Prdm1, also known as BLIMP1, is a key transcription factor. It plays important roles in cell differentiation, immune regulation, and cancer-related processes. In B cells, it acts as a master regulator of plasma cell differentiation; in T cells, it is crucial for terminal effector cell differentiation [2]. It is also involved in pathways related to cancer immune evasion and T-cell hyporesponsiveness. Genetic models, especially KO/CKO mouse models, are valuable for studying Prdm1.

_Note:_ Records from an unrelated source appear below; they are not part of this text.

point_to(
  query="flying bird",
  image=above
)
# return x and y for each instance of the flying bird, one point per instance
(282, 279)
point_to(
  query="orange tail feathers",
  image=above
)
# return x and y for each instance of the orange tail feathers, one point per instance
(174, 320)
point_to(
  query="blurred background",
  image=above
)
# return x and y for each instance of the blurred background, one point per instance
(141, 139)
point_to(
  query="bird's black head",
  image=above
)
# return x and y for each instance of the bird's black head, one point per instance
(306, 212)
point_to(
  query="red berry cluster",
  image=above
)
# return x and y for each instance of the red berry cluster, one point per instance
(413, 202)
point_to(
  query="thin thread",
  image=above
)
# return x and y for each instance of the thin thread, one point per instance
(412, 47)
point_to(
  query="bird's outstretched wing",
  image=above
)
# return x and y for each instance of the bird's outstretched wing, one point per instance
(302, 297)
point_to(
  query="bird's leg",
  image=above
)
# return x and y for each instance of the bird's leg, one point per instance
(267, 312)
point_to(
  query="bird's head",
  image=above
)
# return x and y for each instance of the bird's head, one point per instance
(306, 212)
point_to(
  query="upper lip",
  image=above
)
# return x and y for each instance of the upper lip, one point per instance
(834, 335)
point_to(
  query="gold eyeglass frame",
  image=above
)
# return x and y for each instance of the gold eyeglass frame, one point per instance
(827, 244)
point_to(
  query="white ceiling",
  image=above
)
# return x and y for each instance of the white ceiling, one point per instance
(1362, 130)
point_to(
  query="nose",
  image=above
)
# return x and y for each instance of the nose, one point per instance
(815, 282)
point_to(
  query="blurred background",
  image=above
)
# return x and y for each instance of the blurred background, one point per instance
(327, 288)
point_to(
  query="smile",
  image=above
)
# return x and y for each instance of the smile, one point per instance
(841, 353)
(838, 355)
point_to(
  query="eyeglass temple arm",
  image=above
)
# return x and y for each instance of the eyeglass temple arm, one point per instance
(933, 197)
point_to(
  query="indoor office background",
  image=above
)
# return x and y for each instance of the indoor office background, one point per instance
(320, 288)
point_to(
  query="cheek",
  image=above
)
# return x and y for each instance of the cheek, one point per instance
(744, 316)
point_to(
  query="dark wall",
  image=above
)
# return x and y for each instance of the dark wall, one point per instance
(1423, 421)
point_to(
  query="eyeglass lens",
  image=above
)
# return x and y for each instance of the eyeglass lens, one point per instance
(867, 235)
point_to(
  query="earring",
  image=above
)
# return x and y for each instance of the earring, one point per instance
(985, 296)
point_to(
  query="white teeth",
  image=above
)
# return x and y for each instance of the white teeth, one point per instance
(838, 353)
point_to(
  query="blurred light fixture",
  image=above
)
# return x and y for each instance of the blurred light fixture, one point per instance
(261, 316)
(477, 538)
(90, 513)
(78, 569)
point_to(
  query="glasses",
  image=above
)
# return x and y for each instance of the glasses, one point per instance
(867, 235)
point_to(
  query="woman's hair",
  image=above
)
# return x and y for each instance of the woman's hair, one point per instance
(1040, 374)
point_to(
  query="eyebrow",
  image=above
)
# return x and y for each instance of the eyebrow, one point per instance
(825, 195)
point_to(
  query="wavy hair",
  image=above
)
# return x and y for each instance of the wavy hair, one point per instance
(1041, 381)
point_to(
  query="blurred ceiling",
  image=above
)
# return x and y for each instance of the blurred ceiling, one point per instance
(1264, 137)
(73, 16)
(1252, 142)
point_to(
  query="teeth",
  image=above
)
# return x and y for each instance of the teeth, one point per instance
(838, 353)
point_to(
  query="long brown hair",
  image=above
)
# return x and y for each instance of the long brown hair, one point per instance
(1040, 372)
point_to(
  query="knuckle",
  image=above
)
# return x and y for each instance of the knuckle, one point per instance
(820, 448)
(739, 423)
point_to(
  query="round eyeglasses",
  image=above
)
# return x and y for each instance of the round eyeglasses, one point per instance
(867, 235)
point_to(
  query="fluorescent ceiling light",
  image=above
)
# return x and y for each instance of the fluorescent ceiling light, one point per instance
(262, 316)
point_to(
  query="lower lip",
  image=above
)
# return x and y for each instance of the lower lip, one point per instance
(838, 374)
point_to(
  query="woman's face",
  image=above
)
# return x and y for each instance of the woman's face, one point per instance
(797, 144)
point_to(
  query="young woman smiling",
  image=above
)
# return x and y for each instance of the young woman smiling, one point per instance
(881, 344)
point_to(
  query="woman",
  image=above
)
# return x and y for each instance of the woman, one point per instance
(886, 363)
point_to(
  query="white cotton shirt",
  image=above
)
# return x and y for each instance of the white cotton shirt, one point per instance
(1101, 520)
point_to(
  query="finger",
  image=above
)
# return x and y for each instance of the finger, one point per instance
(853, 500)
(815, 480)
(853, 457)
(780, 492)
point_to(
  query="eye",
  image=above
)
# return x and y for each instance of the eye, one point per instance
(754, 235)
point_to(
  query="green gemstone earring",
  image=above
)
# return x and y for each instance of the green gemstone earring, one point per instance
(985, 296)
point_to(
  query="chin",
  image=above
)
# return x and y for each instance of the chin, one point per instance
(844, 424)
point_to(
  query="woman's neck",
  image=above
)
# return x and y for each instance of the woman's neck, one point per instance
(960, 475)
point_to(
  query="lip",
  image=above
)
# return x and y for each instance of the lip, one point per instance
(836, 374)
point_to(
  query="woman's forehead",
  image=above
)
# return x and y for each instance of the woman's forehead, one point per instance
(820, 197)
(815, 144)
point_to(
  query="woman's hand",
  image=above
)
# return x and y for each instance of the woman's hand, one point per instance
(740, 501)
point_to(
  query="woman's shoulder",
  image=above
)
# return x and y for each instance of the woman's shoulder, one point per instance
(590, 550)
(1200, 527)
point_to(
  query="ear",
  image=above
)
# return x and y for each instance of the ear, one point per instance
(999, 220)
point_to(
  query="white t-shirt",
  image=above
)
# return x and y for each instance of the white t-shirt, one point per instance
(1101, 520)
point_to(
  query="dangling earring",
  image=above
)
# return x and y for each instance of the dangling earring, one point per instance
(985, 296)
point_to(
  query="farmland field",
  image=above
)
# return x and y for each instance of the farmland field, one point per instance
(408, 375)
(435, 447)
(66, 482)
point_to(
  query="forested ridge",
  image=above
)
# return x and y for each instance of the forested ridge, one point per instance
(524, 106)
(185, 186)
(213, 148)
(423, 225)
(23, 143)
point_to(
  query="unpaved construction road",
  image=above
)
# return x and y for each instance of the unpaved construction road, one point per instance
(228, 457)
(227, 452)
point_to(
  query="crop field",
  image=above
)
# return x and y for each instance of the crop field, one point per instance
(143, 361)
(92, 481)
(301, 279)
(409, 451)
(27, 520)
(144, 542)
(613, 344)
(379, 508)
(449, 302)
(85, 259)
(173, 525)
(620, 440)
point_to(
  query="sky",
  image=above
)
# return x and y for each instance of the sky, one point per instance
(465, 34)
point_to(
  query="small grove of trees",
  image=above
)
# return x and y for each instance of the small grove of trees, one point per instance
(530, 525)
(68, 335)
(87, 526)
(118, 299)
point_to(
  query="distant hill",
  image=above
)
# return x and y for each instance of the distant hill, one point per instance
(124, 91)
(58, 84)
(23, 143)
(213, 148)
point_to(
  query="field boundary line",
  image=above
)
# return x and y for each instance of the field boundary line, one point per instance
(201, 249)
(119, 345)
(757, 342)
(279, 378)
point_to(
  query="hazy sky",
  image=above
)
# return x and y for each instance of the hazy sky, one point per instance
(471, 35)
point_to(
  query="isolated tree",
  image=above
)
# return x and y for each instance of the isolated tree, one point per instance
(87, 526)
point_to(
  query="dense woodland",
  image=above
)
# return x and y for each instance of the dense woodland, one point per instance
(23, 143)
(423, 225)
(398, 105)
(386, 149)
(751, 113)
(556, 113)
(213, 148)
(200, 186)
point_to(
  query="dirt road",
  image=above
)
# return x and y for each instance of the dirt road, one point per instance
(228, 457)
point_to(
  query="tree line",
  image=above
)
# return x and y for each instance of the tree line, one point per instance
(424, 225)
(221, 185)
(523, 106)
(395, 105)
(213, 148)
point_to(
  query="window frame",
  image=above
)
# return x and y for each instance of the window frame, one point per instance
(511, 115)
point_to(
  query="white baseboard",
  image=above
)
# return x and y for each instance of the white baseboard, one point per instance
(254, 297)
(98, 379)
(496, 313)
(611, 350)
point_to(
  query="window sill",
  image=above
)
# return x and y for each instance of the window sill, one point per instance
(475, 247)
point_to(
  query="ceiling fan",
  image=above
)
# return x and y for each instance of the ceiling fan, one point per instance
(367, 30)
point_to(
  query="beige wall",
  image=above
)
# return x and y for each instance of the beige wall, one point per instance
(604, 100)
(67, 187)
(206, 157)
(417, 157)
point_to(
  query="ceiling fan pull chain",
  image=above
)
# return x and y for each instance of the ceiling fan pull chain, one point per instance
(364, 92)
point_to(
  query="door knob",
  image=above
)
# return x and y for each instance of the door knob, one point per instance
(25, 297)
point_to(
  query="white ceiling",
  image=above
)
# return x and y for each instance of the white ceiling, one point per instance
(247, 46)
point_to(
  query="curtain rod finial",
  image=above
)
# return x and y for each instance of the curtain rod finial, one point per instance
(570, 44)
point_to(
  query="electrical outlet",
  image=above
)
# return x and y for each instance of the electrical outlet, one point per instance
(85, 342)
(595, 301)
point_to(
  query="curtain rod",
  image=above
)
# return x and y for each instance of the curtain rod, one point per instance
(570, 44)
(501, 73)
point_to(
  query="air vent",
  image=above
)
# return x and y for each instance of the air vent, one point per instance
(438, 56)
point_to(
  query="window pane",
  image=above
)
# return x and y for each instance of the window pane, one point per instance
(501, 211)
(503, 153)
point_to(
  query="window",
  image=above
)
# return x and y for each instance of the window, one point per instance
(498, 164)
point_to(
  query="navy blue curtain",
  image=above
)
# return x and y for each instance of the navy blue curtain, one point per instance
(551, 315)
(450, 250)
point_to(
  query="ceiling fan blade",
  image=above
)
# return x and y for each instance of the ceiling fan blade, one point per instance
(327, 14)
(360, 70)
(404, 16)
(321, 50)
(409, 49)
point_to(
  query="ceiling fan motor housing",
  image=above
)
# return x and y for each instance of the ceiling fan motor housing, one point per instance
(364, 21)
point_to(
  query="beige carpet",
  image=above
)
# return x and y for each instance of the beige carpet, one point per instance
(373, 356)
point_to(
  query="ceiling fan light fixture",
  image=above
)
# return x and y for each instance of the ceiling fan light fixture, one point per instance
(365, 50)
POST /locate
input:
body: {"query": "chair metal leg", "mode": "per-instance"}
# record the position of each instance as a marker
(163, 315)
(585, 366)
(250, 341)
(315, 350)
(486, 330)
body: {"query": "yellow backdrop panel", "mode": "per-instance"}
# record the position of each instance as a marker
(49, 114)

In a Ncr1-driven conditional knockout mouse model, Prdm1 was shown to regulate the composition and maturation of cNK cells in the liver. Prdm1-deficient cNK cells and liver ILC1s had decreased secretion of interferon-γ, granzyme B, and perforin, leading to increased cancer metastasis [3]. Genetic knockout of Prdm1 in antitumor T cells by Nuclease technology supported the maintenance of an early memory phenotype and polyfunctional cytokine secretion in repeatedly stimulated CAR-engineered T cells, enhancing T-cell persistence and therapeutic efficacy in multiple tumor models [1].

In conclusion, Prdm1 is essential for cell differentiation in B and T cells and significantly impacts immune-related processes. Studies using KO/CKO mouse models have revealed its role in cancer metastasis, T-cell-based immunotherapy, and immune surveillance, providing insights into potential therapeutic strategies for liver cancer and adoptive cancer immunotherapies.